The debt limit—commonly referred to as the debt ceiling—is the maximum amount of debt that the Department of the Treasury can issue to the public and to other federal agencies. That amount is set by law and has been increased over the years in order to finance the government’s operations. In March, the debt ceiling was reached, and the Secretary of the Treasury announced a “debt issuance suspension period.” During such a period, existing statutes allow the Treasury to take a number of “extraordinary measures” to borrow additional funds without breaching the debt ceiling. CBO projects that if the debt limit remains unchanged, the Treasury will begin running a very low cash balance in early November, and the extraordinary measures will be exhausted and the cash balance entirely depleted sometime during the first half of November.
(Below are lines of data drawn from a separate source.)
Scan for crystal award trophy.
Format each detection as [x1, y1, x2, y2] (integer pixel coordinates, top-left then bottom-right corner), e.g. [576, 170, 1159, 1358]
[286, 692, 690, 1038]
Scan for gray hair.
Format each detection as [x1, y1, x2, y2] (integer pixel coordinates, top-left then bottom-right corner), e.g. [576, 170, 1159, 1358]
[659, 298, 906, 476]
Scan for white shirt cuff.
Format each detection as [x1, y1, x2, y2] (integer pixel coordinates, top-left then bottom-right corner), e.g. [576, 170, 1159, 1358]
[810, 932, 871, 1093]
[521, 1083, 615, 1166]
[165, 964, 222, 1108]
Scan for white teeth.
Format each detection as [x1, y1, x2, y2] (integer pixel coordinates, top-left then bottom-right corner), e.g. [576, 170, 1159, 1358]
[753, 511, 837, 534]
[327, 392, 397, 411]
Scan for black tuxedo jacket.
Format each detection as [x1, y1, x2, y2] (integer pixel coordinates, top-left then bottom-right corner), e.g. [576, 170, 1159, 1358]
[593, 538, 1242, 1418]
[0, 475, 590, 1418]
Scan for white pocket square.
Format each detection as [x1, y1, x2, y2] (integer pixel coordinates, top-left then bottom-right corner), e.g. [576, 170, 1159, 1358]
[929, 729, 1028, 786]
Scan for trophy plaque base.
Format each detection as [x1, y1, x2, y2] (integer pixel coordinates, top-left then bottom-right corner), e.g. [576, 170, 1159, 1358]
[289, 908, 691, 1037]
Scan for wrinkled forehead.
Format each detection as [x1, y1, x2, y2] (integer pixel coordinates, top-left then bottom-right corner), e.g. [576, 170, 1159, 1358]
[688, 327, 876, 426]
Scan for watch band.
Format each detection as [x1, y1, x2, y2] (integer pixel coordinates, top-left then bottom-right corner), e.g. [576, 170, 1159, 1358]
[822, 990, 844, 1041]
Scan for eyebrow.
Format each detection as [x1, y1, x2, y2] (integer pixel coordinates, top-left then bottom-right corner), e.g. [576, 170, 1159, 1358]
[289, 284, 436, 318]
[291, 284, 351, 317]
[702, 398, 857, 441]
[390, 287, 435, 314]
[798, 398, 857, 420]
At such time, the government would be unable to fully pay its obligations, a development that would lead to delays of payments for government activities, a default on the government’s debt obligations, or both.
CBO previously projected that those developments would occur between mid-November and early December. The agency revised the date primarily because the Treasury’s cash balance at the beginning of October was smaller than expected, the result of a larger-than-expected deficit and other variations in cash flows.